How HydroForecast Seasonal works
Released February 14, 2024
This article describes our process for creating the HydroForecast seasonal model for an individual basin. This model has a 10-day time step and has been implemented to provide forecasts out 12 months into the future.
Using our neural network approach, we train a “base” model across ~470 sites in North America. The goal of this model is to learn general hydrological principles at a variety of basins. This model is driven by historical weather from ECMWF’s ERA5, satellite observations of snow and vegetation from MODIS and VIIRS sensors, drainage characteristics, and snow water equivalent from NSIDC’s SNODAS. Note that this model is not trained on any weather forecast data; only on historical reanalysis from ERA5. In a later step, this allows us to force the model with different weather forecast traces and obtain a realistic and accurate hydrological response.
This base reanalysis model is the starting point for models designed for a specific basin. Using a machine learning technique called transfer learning, we adjust the base model parameters by “tuning” the model to a specific site. This tuned model generally shows improved accuracy across a broad range of metrics. After tuning, the model is very good at understanding the hydrological conditions of the basin (such as snowpack or soil moisture) and it knows how future weather translates into future flows.

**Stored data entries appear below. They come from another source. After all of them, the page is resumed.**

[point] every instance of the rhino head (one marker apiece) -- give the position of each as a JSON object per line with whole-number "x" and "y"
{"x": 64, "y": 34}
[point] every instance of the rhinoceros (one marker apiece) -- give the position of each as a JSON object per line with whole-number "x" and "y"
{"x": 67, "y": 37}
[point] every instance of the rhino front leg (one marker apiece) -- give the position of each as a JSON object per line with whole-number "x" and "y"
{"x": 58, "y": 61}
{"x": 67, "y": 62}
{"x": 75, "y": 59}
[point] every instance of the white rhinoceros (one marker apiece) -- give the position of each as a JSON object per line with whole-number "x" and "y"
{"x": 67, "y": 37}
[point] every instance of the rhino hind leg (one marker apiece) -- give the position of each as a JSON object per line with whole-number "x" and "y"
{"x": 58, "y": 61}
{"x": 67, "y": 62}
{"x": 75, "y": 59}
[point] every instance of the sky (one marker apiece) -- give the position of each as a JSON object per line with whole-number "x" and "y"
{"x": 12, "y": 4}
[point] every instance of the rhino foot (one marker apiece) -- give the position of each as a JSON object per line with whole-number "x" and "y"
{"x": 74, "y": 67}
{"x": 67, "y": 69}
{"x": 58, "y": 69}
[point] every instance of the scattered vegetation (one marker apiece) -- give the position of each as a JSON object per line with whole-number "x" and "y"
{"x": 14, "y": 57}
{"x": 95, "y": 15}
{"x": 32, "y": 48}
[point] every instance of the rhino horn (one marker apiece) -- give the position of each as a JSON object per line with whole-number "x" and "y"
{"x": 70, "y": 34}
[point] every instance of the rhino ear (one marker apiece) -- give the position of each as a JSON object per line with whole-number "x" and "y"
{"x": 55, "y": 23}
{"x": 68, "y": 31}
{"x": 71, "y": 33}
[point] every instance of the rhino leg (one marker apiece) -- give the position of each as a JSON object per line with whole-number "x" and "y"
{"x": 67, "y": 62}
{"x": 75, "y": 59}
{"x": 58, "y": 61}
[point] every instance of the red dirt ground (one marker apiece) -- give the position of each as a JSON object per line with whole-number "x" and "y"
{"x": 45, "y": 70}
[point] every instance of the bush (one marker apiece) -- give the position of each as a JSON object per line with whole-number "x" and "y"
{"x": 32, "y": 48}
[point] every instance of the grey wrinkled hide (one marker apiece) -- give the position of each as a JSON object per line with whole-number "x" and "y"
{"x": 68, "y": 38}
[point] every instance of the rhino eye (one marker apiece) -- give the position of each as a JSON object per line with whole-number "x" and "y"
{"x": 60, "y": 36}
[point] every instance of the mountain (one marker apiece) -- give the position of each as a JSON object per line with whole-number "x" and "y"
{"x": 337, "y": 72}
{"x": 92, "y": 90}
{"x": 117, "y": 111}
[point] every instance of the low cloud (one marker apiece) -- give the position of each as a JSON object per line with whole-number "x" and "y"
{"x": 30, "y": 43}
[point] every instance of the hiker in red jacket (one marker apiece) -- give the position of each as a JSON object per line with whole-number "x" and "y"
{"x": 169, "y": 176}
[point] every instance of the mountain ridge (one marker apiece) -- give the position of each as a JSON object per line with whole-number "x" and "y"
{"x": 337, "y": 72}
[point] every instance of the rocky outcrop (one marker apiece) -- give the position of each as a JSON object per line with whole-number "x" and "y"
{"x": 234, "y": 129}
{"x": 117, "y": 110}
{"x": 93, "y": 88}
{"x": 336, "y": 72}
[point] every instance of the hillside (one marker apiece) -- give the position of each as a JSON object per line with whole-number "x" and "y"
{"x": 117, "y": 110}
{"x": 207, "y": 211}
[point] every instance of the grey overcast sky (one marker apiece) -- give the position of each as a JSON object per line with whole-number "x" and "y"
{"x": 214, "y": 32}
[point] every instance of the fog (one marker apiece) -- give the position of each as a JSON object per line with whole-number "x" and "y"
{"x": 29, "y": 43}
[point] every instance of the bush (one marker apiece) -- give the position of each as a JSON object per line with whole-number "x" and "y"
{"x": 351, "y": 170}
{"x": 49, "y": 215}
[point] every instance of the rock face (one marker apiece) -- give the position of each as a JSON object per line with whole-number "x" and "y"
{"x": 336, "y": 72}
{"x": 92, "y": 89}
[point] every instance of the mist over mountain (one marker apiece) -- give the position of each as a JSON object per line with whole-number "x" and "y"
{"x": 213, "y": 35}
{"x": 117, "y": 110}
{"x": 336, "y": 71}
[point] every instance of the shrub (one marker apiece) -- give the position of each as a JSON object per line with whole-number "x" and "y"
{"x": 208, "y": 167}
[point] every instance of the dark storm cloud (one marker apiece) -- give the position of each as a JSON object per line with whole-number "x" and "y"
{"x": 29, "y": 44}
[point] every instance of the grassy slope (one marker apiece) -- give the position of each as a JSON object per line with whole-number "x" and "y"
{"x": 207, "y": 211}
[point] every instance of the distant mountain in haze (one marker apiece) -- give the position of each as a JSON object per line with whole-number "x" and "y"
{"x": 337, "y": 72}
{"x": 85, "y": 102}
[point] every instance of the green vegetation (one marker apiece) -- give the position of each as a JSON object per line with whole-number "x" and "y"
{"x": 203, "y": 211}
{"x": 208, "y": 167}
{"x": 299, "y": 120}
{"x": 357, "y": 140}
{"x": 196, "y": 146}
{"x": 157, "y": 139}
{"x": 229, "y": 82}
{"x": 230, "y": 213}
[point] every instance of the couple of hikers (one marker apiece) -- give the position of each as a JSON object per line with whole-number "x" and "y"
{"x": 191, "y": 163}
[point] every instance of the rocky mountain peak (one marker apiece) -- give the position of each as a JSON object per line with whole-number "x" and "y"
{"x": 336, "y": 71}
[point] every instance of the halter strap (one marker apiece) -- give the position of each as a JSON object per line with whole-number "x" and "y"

To create seasonal forecast traces operationally, we force the model with historical weather patterns. We call this the analog trace approach.
Analog modeling approach
At each forecast issue time, the analog model combines its understanding of the current conditions of the basin with possible weather patterns which come from 39 years (1982-2020) of historical weather from ERA5 reanalysis. Forcing the model with weather patterns of those 39 years clustered around the month and day of the forecast issue date creates 702 scenarios that simulate realistic future flows, 18 for each historical year (18*39 = 702). As an example, for a HydroForecast issued on 2024-01-01, we force the model with 18 traces clustered around 1982-01-01, 18 traces clustered around 1983-01-01, etc, up to 2020-01-01. Our dashboard and API offer access to 40 of those traces which have been selected carefully to maintain the same distribution of total volumes, including the minimum and maximum trace. This method allows a user to interpret the available traces in scenario planning for minimum, maximum, e.g. “worst case,” “best case."
Figure 1: The method selects a representative subset of traces (40 out of the 702) in such a way that the distribution of volumes over the forecast period is maintained between the two sets. The bottom subplot shows the summary of the two distributions in the form of boxplots which are almost identical.
To create our final forecast, we have two strategies that depend on the forecast horizon:
- In the first 30 days, we select a subset of traces that are most likely to materialize- each scenario is selected or rejected based on its “similarity” to the current 35-day weather forecast from NOAA’s Global Ensemble Forecasting System (GEFS). From this subset of traces, we calculate quantiles and the mean.
- For forecast horizons of more than 30 days, we use the full set of 702 traces to calculate the quantiles and the mean.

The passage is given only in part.